Father Brown says at one point that a crime "is like any other work of art" (recalling Thomas DeQuincey's famous essay "On Murder Considered as One of the Fine Arts"), and that in any work of art, "the center of it is simple, however much the fullfillment may be complicated." This is in fact true of the stories. Chesterton seems to have started with a central idea and built the story around it; as the central idea is the core, the details and descriptions are minimal. Again, he harkens back to an earlier age of literature, and attends to meaning more than matter--the polar opposite of the modern procedural, in which every detail is accurate and the whole is devoid of meaning or feeling. Just as in the Biblical parable of the loaves and fishes we do not stop to ask what kind of fish was being consumed, Chesterton tells us as little as possible of what we do not need to know. The simple fulcrum on which the story turns may be the fact that a mailman is hardly noticed by most people as a person; that a waiter in a posh club and a man in a tuxedo wear exactly the same uniform; that decapitation was the traditional method of execution in France; or that a document wrong in every respect is more likely to be fake, because an honest error tends to contain some truth.
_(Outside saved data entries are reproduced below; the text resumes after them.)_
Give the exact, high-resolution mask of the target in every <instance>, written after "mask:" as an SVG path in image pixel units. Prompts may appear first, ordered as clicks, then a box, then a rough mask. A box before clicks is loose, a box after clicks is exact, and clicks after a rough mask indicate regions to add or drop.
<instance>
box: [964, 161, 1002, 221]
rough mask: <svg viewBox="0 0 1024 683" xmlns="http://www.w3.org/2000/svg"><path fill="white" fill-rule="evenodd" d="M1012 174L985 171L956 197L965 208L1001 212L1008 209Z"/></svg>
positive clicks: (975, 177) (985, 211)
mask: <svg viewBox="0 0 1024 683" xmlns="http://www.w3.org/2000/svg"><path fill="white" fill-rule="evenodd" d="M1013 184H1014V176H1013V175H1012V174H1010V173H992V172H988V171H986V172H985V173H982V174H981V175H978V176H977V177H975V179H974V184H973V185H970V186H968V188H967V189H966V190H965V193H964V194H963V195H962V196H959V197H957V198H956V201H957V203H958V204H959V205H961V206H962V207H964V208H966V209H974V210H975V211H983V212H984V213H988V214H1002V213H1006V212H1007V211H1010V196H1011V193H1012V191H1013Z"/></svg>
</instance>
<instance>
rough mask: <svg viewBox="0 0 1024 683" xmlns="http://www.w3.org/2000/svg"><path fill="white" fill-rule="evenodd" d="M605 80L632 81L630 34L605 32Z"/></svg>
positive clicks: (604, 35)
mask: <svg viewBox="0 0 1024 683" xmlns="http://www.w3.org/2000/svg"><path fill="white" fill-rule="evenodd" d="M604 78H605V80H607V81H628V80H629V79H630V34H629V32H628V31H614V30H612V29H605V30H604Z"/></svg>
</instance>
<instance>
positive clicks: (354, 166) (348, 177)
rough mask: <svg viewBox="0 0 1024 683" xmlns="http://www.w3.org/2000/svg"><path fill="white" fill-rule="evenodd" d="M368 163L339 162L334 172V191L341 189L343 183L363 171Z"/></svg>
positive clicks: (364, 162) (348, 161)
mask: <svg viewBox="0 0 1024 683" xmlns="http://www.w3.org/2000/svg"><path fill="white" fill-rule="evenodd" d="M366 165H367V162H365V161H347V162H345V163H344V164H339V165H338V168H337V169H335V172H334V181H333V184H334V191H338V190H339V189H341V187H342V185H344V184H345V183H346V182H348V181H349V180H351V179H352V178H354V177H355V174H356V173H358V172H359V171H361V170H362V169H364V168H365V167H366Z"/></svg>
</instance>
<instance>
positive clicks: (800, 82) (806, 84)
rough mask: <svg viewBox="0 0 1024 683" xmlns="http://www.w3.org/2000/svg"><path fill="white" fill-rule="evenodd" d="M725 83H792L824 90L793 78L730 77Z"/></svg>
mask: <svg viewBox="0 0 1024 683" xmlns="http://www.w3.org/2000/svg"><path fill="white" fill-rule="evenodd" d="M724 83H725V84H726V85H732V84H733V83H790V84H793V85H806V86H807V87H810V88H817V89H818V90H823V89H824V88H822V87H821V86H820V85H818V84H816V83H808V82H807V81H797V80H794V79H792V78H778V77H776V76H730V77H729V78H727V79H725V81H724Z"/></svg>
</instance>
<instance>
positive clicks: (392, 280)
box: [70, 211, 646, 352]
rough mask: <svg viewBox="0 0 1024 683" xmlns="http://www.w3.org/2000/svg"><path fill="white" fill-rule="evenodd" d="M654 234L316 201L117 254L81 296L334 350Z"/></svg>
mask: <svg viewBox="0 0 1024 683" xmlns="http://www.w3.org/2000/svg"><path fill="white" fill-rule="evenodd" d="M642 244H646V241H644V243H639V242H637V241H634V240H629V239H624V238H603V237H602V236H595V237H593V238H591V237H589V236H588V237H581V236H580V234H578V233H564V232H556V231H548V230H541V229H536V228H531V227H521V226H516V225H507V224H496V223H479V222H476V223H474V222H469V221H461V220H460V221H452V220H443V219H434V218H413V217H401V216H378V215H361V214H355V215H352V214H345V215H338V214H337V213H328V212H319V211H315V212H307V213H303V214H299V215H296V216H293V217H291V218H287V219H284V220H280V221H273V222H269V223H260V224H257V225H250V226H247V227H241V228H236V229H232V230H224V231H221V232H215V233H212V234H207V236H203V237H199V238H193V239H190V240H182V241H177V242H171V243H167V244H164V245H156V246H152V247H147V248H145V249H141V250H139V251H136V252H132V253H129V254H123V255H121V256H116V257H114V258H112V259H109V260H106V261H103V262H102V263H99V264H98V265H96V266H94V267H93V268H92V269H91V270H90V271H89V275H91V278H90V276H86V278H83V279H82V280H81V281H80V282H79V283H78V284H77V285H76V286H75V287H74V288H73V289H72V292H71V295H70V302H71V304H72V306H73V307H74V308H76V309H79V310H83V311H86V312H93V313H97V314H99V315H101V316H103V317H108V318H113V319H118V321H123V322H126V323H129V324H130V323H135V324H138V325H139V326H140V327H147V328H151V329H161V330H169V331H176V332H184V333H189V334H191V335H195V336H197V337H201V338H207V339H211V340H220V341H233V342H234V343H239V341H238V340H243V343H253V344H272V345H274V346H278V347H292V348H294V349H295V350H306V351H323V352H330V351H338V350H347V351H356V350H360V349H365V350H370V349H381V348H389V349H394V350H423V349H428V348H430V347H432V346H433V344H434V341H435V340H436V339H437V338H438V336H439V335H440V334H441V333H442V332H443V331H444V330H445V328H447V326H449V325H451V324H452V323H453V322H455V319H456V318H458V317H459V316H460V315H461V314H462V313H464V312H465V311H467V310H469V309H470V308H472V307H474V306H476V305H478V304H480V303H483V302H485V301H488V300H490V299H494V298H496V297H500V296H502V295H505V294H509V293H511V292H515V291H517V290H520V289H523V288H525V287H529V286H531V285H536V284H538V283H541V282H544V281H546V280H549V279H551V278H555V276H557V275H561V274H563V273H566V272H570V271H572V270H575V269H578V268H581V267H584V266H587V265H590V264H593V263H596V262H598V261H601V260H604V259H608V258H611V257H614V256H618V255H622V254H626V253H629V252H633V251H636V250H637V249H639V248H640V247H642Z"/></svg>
Chesterton used a good many clichés of detective fiction, from the twin brothers (one good, one bad) to the remittance man sent away to Australia. It hardly matters, however. Terrified and desperate, Christabel Carstairs tells Father Brown in "The Head of Caesar" that "You are more of a mystery than all the others . . . but I feel there might be a heart in your mystery." She is right. He has just sent Flambeau running after the man with the false nose a moment before; when he confesses to her that he did so "Because I hoped you would speak to me," the story suddenly unfolds compassion out of comedy, and for all of its fantasy, becomes psychologically real. In this most human tale shot through with ordinary wishes, mundane failures, and superstitious dread, Chesterton outdoes himself. The nightmarish apparition that haunts Christabel--gliding across the beach, pressing its nose against her window, sitting in her brother's chair--is reminiscent of M. R. James, and even of Kafka (who read and admired some of Chesterton's work). "What we all dread most," Father Brown says, "is a maze with no center." But Chesterton, unlike Kafka, believed he had found an exit from his labyrinth: an objective reality that was miraculous, and a miraculous reality that was objectively true.